This offers an excellent opportunity to do so.
Blob Blogging Wingnut attempts to deconstruct and refute Jacob M. Appel's arguments. It would be comical, were it not more of the same-old same-old witless wombie zombie dissembling. Appel writes about Stephanie Gray - yes, that Canadian fetus fetishizing propaganda queen who claimed there there was an "open season on prolifers" shortly after an Operation Rescue acolyte publicly executed Dr Tiller in his church.

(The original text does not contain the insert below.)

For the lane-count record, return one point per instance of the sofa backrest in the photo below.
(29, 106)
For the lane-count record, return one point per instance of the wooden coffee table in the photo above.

Go read all of Appel's thoughtful, lucid, fact-based and empathetic opinion piece. It helped flush from my brain the ludicrous twists and snarls SHE posted.The reality is that few (if any) sane people, however strong their views regarding the morality of abortion, sincerely believe that abortion clinics are like death camps. They just say they are, because it's easier - and far more dramatic - than explaining what they really mean. I have witnessed surgical terminations. I have also seen the mounds of human hair and baby shoes at the Holocaust Museum in Washington. Most strikingly, I have heard first-hand horror narratives of deportation and starvation from elderly survivors, stories that my own relatives never survived to share. Any reasonable person who has any knowledge of the Nazi death machine should find the comparison of Planned Parenthood to Auschwitz-Birkenau an unacceptable affront to common decency. This is not to say that the legacy of the Holocaust needs to be preserved as "unique": To my thinking, those who try to finesse the argument that the slaughter of Europe's Jews was somehow morally distinct from the Cambodian or Armenian genocides, for example, have lost the forest for the trees. But that does not mean that any perceived moral wrong can reasonably be described in such terms. ...
I do not mean to suggest that abortion opponents have no legal right to use such incendiary analogies. But if these activists want to be taken seriously, and if they wish for a meaningful place in the public discourse, then they should eschew them. Ms. Gray has questioned why many reproductive rights supporters refuse to debate her. I assure her that it is not because we fear her ideas or public engagement -- but because some forms of argument are too repugnant to be indulged. Nobody questions Gray's entitlement to believe that abortion should be illegal or to further her case in the marketplace of ideas. As far as I'm concerned, she can believe that the earth is flat and roam the streets preaching platygaeanism. The hallmark of an enlightened society, after all, is agreeing to disagree.